Kawasaki Disease

Reviewed on 2/10/2022

What Is Kawasaki Disease?

Kawasaki Disease
Kawasaki disease is a very serious disease that can mimic many infections.

Kawasaki disease (KD) is a pediatric inflammatory systemic illness, with previously healthy children ranging from 6 months to 5 years of age most likely to be diagnosed. The signs and symptoms of Kawasaki disease include

  • fever (often > 102 F) for 5 days,
  • characteristic skin changes of the hands and feet,
  • redness without discharge of the eyes,
  • abdominal organ involvement (for example, gallbladder, liver, and kidneys),
  • generalized body rash, and
  • non-tender enlargement of the lymph nodes of the neck.

The most concerning association of KD is the potential enlargement (aneurysms) of the blood vessels of the heart. While relatively rare, such changes may be associated with a myocardial infarction (heart attack). As such, Kawasaki disease is the most common cause of acquired pediatric heart disease in the developed world. (Rheumatic fever is the most common cause of acquired pediatric heart disease in the non-developed/underdeveloped world.)

Japanese pediatrician Tomisaku Kawasaki initially described Kawasaki disease (KD) in 1967 and initially gave it the descriptive name "mucocutaneous lymph node syndrome" (MCLNS).

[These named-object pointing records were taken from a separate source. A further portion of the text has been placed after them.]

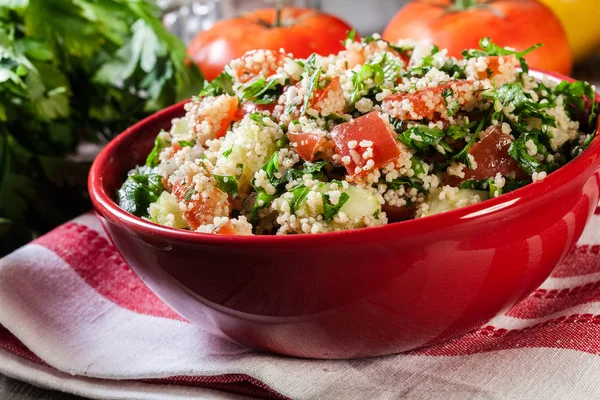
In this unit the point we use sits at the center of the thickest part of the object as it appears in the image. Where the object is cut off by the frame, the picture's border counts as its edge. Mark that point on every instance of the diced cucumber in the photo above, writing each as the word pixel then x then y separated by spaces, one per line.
pixel 165 206
pixel 361 203
pixel 462 198
pixel 247 150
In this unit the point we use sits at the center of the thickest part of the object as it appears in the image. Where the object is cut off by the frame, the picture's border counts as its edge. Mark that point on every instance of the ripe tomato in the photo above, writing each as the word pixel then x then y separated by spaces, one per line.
pixel 300 32
pixel 491 156
pixel 367 142
pixel 458 25
pixel 307 145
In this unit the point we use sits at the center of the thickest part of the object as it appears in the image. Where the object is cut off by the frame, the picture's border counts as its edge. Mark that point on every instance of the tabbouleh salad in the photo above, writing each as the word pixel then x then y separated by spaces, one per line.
pixel 378 133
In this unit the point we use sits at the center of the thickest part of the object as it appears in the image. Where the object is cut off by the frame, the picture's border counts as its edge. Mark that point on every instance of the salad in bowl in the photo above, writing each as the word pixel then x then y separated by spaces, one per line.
pixel 377 133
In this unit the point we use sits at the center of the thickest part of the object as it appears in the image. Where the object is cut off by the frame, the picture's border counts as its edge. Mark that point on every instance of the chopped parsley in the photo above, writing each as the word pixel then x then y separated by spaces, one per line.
pixel 262 91
pixel 227 184
pixel 527 162
pixel 313 82
pixel 142 187
pixel 330 210
pixel 187 196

While it most commonly occurs in people of Asian descent, all ethnic and cultural populations have reported cases of KD.

What Causes Kawasaki Disease?

The exact cause of Kawasaki disease remains a mystery. There exist a number of similarities between infectious viral agents (Epstein-Barr virus, adenovirus, herpesviruses, leptospirosis, etc.). Several bacteria (staph and strep) release toxins into the bloodstream, resulting in similar symptoms and physical findings as KD. Conditions such as toxic shock syndrome serve as an example. A number of investigators of Kawasaki disease believe that the above viruses and bacteria are not a direct cause for KD. Rather, in a genetically sensitive population, such viruses and bacteria stimulate the patient's immune system to become "supercharged" and trigger an immunological final common pathway that ultimately results in injury to the medium-sized arteries of certain organs.

Early in 2020, doctors noted that another at-risk population for a condition mimicking Kawasaki disease are children recovering from COVID-19 infection. Most patients seem to have an onset of these symptoms 2-3 weeks following the start of COVID-19 symptoms. At the time this article is being composed, there remains only an association (not a direct causation) between the COVID-19 virus (SARS-CoV-2) and a constellation of symptoms and physical changes noted in KD. Doctors call this condition "MIS-C" (multisystem inflammatory syndrome in children). There have been about 200 cases internationally with the largest number in the New York City area. This would be reasonable given that this same region has the largest COVID-19 patient population.

What Are the Symptoms and Signs of Kawasaki Disease?

Kawasaki disease is the result of an acute inflammatory process of medium-size blood vessels (vasculitis) that affects multiple organs in otherwise healthy children. Most children will be diagnosed with the typical form of KD. A smaller percentage are termed atypical or incomplete and as such are often more challenging to diagnose correctly. The diagnosis of typical Kawasaki disease is based upon the criteria below.

The child must have a persisting fever (generally >102 F) for at least 5 days' duration (with exclusion of other causes of fever) and at least four of the following five clinical features:

  1. Bilateral non-purulent conjunctival injection (red eyes without discharge)
  2. Changes in the lips and oral cavity (red and cracked lips, strawberry tongue) generally without enlargement of the tonsils or a purulent discharge on the tonsils
  3. Rash: non-petechial and non-blistering (Petechia represent the rupture of tiny skin capillaries and appear as 1 mm flat dots that are not affected when rubbed.)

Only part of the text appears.